Função dos vivos que se ocupam dos mortos, seus nomes e títulos aparecem como conservação da memória, batizando os prédios e as ruas da cidade de Duas Estradas, materializando seus nomes para a posterioridade, dando subsidio para a sobrevivência de uma casta eleita, que ocuparam as mais variadas áreas, funções, e ocupações sociais e culturais, contudo o uso de seus nomes tem por critério a política.

Costumeiramente e largamente usado, esse artifício era uma das armas, amplamente, usadas por grupos elitistas, que buscavam/buscam com essa prática materializar e eternizar os nomes ditos de “honra” – e não estou com isso desqualificando as pessoas, que eleitas pelos vivos, são assim selecionadas, mas apenas registrando que esses, não são os únicos responsáveis pela história, ela se constrói no conjunto da sociedade, e não por famílias e castas sociais ‘angelicais’.
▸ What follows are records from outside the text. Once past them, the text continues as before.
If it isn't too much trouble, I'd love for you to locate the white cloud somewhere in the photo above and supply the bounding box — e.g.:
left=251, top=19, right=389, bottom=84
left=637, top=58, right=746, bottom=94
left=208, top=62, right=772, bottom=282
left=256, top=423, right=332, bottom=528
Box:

Porém, pouco a pouco com os desdobramentos da história, o alargamento das fontes, do campo educacional, e o pendulo que o percorre com a abertura das universidades aos menos favorecidos, esses lugares vem sendo reelaborados, dando lugar à uma educação que reconhece os nomes de agentes sociais antes não reconhecidos por suas lutas e feitos, e pelas transformações que junto às outras pessoas empreenderam e transformaram efetivamente o Brasil, tal como conhecemos hoje.

Nesse sentido, para que se faça “justiça”, considero como acertada e louvável, a escolha do nome de Margarida Maria Alves para batizar a Biblioteca Municipal de Duas Estradas, que foi inaugurada em 18 de junho 2019, e cumpriu um papel social e politico.

Embora já ali com murmurinhos das elites locais, que diziam não saber de quem se tratava, e que essa pessoa não possuía nenhuma relação com o município, quando na verdade Margarida e sua luta têm relação com o Brasil, e com todos os trabalhadores – pois esta agente social da história do Brasil foi uma líder camponesa e uma das primeiras sindicalistas que se tem notícia, como também defensora dos direitos humanos.

No entanto, no último dia 24 de maio do corrente ano, esse feito (batismo) foi dissolvido pelo parlamento do legislativo municipal, através do Projeto de Lei Nº 01, de 24 de maio de 2021, de autoria do vereador Francisco Felipe dos Santos Neto. O projeto que foi acolhido por maioria ampla, propôs ao legislativo a dissolução do nome da Biblioteca Margarida Maria Alves, por Maria de Lourdes Freire dos Santos (avó do parlamentar autor da proposta).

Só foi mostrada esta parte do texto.